Some of the suspects "may go out for a suicide attack," Prime Minister Ranil Wickremesinghe said in an interview with The Associated Press.
Wickremesinghe spoke frankly about the greatest challenge the South Asian island nation has faced since its civil war ended a decade ago.
"This is another experience for us. Not that we are not strangers to terrorism, but this is global terrorism, so we have to ensure that we root this out," he said.
Approximately 250 people were killed in the string of suicide bombings at churches and luxury hotels in and around the capital, Colombo, Sri Lanka's health ministry said late Thursday. The death toll was revised down from previous police estimates of 359 people.
The attacks were claimed two days later by the Islamic State group, who posted a video of the man Sri Lankan officials say led the attack with seven others pledging their allegiance to the withered caliphate.
Police, meanwhile, issued a public appeal for information about three women and two men suspected of involvement in the attacks.
Wickremesinghe also said that the father of two of the suspected suicide bombers, Colombo spice dealer Mohammad Yusuf Ibrahim, had been arrested. He described him as a leading businessman active in politics known as "Ibrahim Hajiar," a Sri Lankan term for Muslims who have gone on religious pilgrimages to Mecca.
The prime minister expressed doubt about Ibrahim's complicity in the attack.
"People like that would not have wanted their sons to blow themselves up," he said.
Sri Lankan authorities have blamed a local extremist group, National Towheed Jamaat, whose leader, alternately named Mohammed Zahran or Zahran Hashmi, became known to Muslim leaders three years ago for his incendiary online speeches.
On Wednesday, junior defense minister Ruwan Wijewardene said the attackers had broken away from National Towheed Jamaat and another group, which he identified only as "JMI."
Wijewardene said many of the suicide bombers were highly educated and came from well-to-do families.
The prime minister said it appeared that Sri Lanka's wealthiest and best-traveled Muslims were most susceptible to the doctrine professed by the Islamic State group.
"They were too educated and therefore, they were misled," Wickremesinghe said.
The bombers were wealthy enough to have financed the entire operation themselves, though they would have needed outside help for training and bomb-building expertise, Wickremsinghe said.
He said that authorities still hadn't confirmed whether Zahran, who was supposed to have led one of suicide missions, was among the corpses recovered from the scenes or still at large.

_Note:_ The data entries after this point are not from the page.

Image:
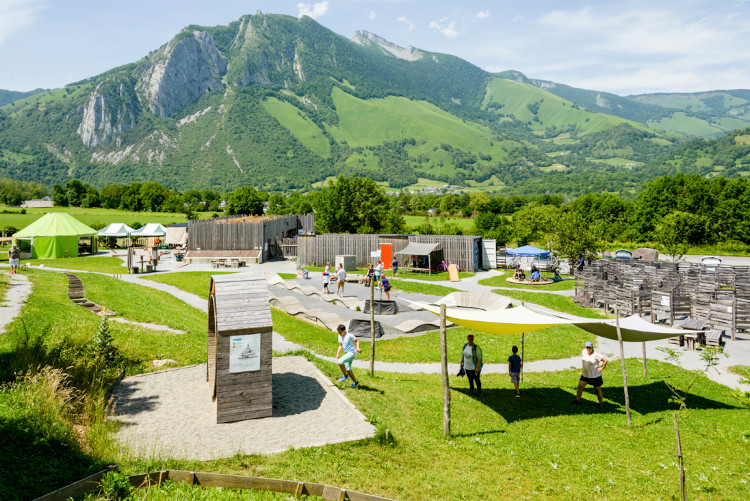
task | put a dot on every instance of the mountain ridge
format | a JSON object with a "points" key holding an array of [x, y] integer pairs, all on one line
{"points": [[279, 102]]}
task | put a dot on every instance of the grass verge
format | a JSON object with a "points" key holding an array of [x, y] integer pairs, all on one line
{"points": [[553, 301], [502, 282], [502, 437]]}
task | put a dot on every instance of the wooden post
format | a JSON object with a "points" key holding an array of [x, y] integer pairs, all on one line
{"points": [[372, 326], [444, 371], [683, 494], [622, 364]]}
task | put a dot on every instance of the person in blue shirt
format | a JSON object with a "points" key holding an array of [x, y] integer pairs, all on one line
{"points": [[514, 369], [346, 343]]}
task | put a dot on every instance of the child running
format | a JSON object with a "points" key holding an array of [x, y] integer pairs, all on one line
{"points": [[346, 342], [514, 369]]}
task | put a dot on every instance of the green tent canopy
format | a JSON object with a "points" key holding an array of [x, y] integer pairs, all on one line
{"points": [[57, 232]]}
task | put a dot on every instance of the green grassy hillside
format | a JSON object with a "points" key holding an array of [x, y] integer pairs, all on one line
{"points": [[542, 110]]}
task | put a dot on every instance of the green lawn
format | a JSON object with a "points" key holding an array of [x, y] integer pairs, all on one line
{"points": [[194, 282], [539, 444], [535, 445], [553, 301], [95, 217], [551, 343], [501, 281], [102, 264]]}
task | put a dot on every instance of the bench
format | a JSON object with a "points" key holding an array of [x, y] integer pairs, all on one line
{"points": [[713, 338]]}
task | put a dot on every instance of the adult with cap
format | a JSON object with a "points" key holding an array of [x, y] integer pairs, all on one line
{"points": [[471, 363], [593, 365]]}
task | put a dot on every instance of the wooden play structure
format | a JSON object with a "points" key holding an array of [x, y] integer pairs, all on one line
{"points": [[717, 295], [239, 347]]}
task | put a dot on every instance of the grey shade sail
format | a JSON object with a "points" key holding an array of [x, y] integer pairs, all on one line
{"points": [[415, 249]]}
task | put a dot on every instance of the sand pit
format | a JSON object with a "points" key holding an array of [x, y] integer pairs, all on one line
{"points": [[170, 414]]}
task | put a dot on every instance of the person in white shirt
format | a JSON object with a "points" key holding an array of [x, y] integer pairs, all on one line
{"points": [[341, 274], [346, 343], [593, 365]]}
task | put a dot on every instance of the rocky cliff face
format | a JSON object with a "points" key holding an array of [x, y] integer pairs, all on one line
{"points": [[180, 73], [111, 109], [410, 53]]}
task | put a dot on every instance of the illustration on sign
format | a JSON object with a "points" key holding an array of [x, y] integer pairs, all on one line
{"points": [[244, 353]]}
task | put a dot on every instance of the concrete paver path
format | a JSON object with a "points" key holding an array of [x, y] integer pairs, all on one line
{"points": [[170, 414]]}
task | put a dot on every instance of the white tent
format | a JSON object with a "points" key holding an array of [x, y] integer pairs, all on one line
{"points": [[150, 230], [117, 230], [523, 319]]}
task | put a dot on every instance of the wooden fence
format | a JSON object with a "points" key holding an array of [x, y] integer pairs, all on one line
{"points": [[247, 233], [317, 250], [298, 489]]}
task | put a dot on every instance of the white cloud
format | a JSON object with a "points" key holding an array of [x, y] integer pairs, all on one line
{"points": [[409, 24], [16, 15], [314, 10], [445, 26]]}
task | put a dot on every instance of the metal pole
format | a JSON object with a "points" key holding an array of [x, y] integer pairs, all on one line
{"points": [[372, 326], [683, 493], [444, 371], [622, 364]]}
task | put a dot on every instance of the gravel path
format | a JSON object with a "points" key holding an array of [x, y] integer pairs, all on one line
{"points": [[170, 414], [18, 291]]}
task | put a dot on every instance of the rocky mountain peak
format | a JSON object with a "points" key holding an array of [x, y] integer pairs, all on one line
{"points": [[410, 53], [181, 72]]}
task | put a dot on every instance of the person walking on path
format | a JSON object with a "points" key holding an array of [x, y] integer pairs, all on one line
{"points": [[471, 362], [341, 274], [593, 365], [326, 281], [386, 285], [346, 343], [514, 369], [14, 258]]}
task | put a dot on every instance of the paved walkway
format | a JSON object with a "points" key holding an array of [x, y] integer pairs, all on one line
{"points": [[170, 414], [18, 291]]}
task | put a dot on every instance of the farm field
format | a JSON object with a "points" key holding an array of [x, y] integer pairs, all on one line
{"points": [[96, 217]]}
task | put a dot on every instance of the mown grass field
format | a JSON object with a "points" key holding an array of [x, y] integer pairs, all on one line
{"points": [[540, 444], [94, 217], [501, 281]]}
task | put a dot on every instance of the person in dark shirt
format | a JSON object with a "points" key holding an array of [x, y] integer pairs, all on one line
{"points": [[514, 369]]}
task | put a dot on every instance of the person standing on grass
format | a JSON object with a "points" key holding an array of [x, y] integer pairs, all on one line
{"points": [[341, 274], [346, 343], [386, 285], [593, 365], [14, 258], [471, 361], [514, 369]]}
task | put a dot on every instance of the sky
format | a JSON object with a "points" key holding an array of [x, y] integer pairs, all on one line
{"points": [[624, 46]]}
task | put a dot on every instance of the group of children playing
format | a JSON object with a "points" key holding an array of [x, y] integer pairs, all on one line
{"points": [[376, 273]]}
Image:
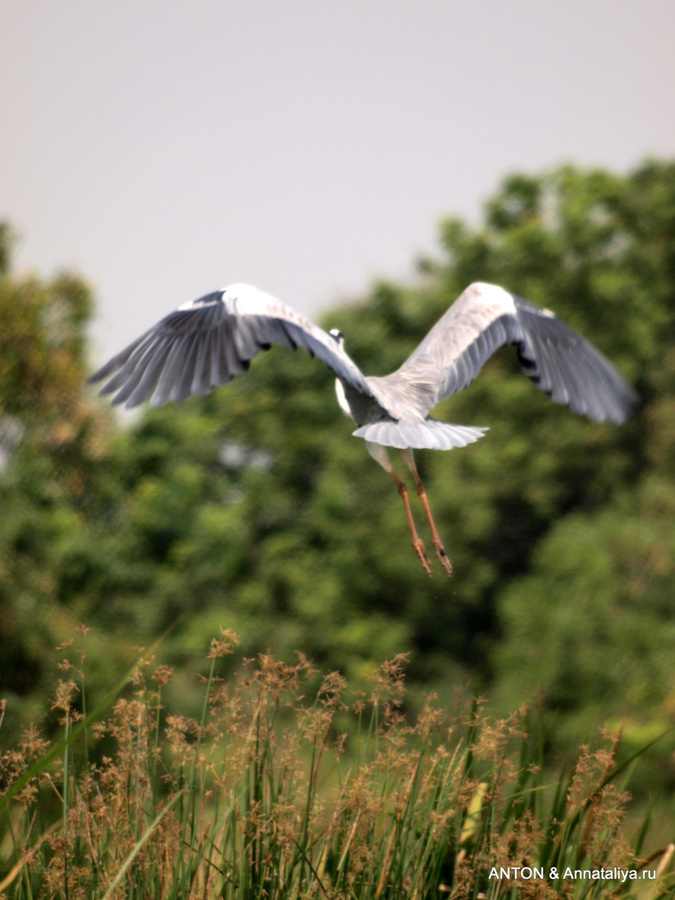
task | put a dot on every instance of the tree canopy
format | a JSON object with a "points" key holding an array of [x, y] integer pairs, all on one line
{"points": [[253, 508]]}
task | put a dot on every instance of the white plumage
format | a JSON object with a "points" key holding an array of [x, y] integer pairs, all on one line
{"points": [[209, 341]]}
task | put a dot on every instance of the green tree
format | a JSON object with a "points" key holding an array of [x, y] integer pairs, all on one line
{"points": [[253, 508]]}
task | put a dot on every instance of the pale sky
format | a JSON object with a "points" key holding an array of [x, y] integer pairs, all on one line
{"points": [[166, 149]]}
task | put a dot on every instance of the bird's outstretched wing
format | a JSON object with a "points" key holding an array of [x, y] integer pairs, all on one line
{"points": [[483, 319], [206, 343]]}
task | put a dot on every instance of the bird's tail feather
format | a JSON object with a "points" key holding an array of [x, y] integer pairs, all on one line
{"points": [[429, 433]]}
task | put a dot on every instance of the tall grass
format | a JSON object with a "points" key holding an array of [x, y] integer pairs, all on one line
{"points": [[288, 786]]}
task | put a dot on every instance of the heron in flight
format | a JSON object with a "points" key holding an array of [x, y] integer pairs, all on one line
{"points": [[205, 343]]}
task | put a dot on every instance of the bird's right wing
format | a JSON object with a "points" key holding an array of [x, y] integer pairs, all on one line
{"points": [[206, 343], [483, 319]]}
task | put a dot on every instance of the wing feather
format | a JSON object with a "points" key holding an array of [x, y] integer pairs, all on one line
{"points": [[206, 343], [483, 319]]}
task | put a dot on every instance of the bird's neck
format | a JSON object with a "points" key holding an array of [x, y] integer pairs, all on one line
{"points": [[342, 399]]}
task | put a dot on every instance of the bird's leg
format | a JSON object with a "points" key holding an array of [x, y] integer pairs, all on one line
{"points": [[409, 460], [380, 455]]}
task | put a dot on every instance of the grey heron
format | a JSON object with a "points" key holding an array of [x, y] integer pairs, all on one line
{"points": [[207, 342]]}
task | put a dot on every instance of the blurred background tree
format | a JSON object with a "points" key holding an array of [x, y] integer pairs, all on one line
{"points": [[253, 508]]}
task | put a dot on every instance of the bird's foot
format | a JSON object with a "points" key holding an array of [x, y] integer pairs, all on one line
{"points": [[421, 551], [443, 557]]}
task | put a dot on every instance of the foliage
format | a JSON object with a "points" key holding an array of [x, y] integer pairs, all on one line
{"points": [[265, 795], [254, 504]]}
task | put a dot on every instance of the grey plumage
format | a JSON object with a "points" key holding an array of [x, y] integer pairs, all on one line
{"points": [[208, 342]]}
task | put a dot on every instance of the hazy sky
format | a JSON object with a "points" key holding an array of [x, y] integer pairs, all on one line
{"points": [[165, 149]]}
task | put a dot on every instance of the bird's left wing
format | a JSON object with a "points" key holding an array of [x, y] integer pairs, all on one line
{"points": [[206, 343], [486, 317]]}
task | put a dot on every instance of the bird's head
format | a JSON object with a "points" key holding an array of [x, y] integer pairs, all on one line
{"points": [[338, 337]]}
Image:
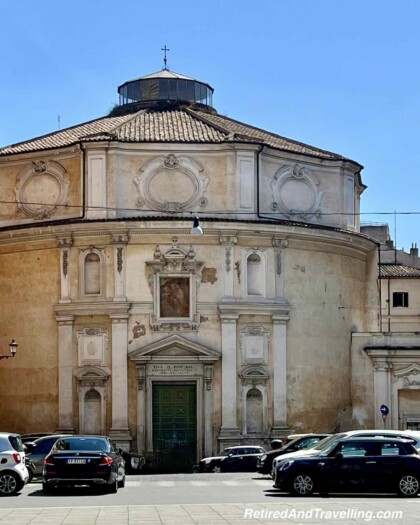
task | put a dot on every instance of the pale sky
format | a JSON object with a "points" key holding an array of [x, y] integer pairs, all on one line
{"points": [[340, 75]]}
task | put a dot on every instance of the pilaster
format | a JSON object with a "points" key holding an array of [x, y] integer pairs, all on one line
{"points": [[119, 240], [65, 374]]}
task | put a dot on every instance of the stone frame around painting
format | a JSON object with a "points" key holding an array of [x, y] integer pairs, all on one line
{"points": [[173, 278]]}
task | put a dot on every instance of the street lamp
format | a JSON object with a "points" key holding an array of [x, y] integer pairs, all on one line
{"points": [[13, 349]]}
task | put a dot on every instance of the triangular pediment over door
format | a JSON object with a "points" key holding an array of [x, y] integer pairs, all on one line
{"points": [[174, 348]]}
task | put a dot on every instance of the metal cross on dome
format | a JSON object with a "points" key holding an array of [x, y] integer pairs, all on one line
{"points": [[165, 60]]}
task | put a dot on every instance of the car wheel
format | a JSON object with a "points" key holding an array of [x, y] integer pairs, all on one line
{"points": [[303, 485], [113, 489], [408, 486], [47, 489], [30, 475], [121, 483], [9, 484]]}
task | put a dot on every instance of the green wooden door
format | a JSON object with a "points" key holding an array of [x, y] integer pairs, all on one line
{"points": [[174, 427]]}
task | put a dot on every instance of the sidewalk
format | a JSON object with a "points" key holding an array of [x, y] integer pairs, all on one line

Sri Lanka has been sharply criticized for an apparent intelligence lapse. Government leaders have acknowledged that some intelligence units were aware of possible attacks weeks before the bombings, but the president and prime minister both have said the intelligence was not shared with them.
Wickremesinghe blamed the incident, in part, on a "breakdown of communication."

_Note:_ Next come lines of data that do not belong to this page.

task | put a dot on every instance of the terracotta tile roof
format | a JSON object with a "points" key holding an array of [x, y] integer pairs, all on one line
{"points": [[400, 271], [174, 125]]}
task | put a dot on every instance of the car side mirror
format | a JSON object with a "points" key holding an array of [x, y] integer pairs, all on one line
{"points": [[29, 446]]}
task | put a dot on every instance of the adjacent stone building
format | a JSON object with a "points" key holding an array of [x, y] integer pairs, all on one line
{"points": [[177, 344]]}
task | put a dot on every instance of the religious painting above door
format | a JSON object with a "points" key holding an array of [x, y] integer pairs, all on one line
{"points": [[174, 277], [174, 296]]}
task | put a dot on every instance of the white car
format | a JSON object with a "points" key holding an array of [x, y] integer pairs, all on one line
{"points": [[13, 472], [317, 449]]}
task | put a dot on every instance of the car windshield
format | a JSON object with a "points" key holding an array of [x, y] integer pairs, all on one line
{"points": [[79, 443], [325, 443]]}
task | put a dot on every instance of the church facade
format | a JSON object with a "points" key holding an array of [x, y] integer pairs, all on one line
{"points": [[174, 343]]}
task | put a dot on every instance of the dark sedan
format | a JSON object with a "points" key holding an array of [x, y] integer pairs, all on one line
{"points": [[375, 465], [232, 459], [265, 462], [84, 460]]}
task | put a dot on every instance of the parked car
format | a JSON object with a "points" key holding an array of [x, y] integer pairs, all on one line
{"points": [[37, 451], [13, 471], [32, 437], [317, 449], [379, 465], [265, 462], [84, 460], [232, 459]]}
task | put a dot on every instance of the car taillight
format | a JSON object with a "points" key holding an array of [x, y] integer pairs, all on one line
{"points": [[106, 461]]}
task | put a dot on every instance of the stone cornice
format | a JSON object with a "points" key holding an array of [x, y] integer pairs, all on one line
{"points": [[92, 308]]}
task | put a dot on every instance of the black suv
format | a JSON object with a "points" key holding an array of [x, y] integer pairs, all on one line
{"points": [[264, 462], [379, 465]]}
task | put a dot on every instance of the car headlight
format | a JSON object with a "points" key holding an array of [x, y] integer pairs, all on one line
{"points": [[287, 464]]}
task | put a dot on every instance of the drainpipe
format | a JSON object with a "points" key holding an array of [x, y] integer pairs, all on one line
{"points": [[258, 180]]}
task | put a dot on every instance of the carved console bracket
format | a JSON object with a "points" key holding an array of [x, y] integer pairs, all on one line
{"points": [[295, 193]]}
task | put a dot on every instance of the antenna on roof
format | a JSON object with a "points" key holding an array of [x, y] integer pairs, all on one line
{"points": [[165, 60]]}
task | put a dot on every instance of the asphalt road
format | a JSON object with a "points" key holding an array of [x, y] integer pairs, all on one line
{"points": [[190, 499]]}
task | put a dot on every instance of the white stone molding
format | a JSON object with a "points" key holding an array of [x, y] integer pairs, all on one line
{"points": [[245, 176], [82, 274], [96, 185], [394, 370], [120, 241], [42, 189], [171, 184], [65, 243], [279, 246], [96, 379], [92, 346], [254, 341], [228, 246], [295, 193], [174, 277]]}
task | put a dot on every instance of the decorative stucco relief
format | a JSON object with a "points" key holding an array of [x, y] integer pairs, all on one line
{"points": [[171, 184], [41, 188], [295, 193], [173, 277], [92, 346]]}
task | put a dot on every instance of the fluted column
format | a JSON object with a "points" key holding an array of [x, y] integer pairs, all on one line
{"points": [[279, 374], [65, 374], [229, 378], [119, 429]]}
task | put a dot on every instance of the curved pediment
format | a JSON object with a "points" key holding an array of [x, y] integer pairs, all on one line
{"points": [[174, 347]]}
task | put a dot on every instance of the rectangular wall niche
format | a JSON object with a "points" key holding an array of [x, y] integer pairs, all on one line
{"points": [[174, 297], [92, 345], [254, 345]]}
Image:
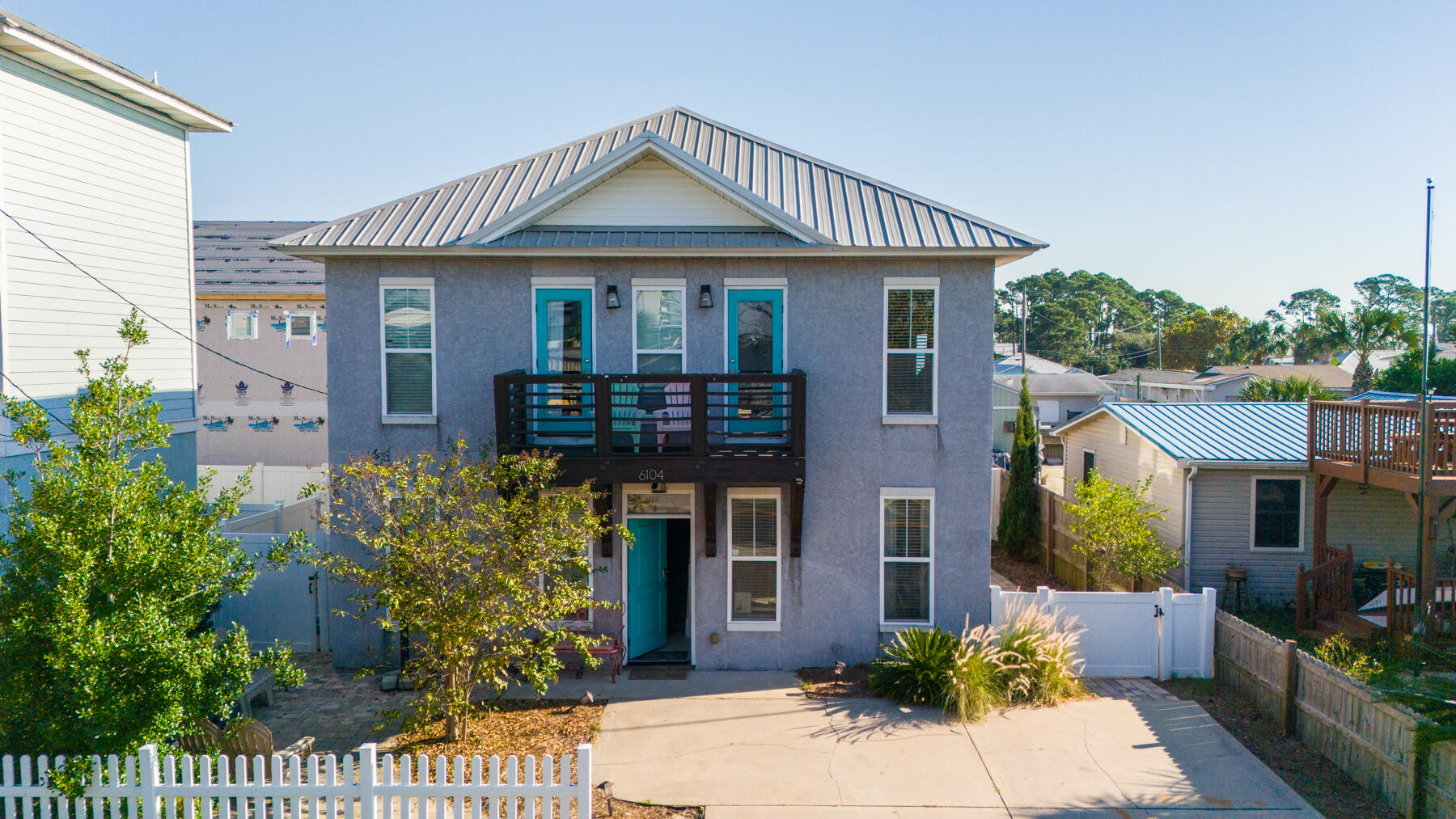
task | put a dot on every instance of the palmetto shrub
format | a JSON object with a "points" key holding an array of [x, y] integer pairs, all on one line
{"points": [[1030, 659], [916, 668]]}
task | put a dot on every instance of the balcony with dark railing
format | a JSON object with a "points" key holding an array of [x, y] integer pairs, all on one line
{"points": [[1381, 442], [657, 428]]}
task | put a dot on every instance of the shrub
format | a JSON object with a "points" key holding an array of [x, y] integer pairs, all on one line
{"points": [[917, 668], [1339, 652]]}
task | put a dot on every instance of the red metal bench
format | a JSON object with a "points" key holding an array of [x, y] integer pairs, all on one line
{"points": [[612, 652]]}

President Maithripala Sirisena, who was out of the country during the Sunday attacks, had ousted Wickremesinghe in October and dissolved the Cabinet. The Supreme Court later reversed his actions, but relations between the two top leaders have remained frigid.

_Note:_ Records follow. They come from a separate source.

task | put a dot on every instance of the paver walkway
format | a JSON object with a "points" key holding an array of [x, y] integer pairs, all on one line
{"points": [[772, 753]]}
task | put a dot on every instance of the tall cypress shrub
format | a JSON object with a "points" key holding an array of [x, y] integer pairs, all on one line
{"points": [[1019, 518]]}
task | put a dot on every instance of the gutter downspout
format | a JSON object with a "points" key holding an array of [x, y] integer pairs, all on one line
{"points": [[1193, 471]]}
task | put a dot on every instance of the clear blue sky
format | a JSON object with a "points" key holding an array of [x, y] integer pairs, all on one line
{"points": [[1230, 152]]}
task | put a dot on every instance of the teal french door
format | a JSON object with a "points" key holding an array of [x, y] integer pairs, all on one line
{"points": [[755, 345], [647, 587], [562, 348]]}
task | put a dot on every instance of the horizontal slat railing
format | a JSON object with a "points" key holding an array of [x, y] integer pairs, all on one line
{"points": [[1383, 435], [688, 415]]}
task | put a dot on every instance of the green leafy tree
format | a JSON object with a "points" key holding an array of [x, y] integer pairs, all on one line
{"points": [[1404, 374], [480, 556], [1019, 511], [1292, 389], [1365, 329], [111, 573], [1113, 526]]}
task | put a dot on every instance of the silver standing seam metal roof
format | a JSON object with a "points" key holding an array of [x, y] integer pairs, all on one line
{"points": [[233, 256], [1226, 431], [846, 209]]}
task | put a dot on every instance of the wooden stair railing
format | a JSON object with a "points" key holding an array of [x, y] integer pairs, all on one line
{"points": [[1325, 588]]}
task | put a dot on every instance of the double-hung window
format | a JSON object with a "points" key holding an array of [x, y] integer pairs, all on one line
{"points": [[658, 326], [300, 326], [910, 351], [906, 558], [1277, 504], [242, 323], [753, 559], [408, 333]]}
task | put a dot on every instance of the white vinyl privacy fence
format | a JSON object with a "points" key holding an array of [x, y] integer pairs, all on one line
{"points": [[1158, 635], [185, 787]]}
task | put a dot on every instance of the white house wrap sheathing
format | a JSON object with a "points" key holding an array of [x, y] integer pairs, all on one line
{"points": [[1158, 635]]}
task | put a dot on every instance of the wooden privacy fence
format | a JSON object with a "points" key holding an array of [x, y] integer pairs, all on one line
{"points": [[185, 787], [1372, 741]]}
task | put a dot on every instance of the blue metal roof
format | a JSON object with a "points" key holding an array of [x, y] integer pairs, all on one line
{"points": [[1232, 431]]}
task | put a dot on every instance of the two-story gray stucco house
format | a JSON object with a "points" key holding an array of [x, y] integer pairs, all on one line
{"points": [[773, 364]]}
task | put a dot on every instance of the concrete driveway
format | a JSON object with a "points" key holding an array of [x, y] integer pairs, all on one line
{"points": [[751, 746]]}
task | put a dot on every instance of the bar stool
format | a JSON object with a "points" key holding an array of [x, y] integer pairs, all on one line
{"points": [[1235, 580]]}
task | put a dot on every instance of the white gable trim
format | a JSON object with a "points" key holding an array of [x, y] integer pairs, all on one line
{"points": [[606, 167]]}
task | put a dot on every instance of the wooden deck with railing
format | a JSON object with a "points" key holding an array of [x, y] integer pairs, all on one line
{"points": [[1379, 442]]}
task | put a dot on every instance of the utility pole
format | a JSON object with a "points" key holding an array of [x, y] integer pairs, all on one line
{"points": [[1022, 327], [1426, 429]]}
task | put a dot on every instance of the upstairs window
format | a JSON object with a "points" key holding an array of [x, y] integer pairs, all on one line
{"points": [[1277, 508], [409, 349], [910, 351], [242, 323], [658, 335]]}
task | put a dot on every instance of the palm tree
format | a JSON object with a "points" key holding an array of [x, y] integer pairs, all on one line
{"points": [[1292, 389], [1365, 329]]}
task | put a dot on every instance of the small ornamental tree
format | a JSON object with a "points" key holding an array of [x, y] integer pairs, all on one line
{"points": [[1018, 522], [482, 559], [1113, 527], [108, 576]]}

In the immediate aftermath of Sunday's attacks, Sri Lanka blocked most social media, with the prime minister expressing concern that it could be used to incite violence in the country of 21 million.
Wickremesinghe said Thursday that security forces were trying to help Muslim Ahmadis from Pakistan seeking refugee status in Sri Lanka, who told AP they had been attacked and beaten in the days following the bombings.
Some people "had become suspicious of foreigners, not of Muslims per se," Wickremesinghe, said.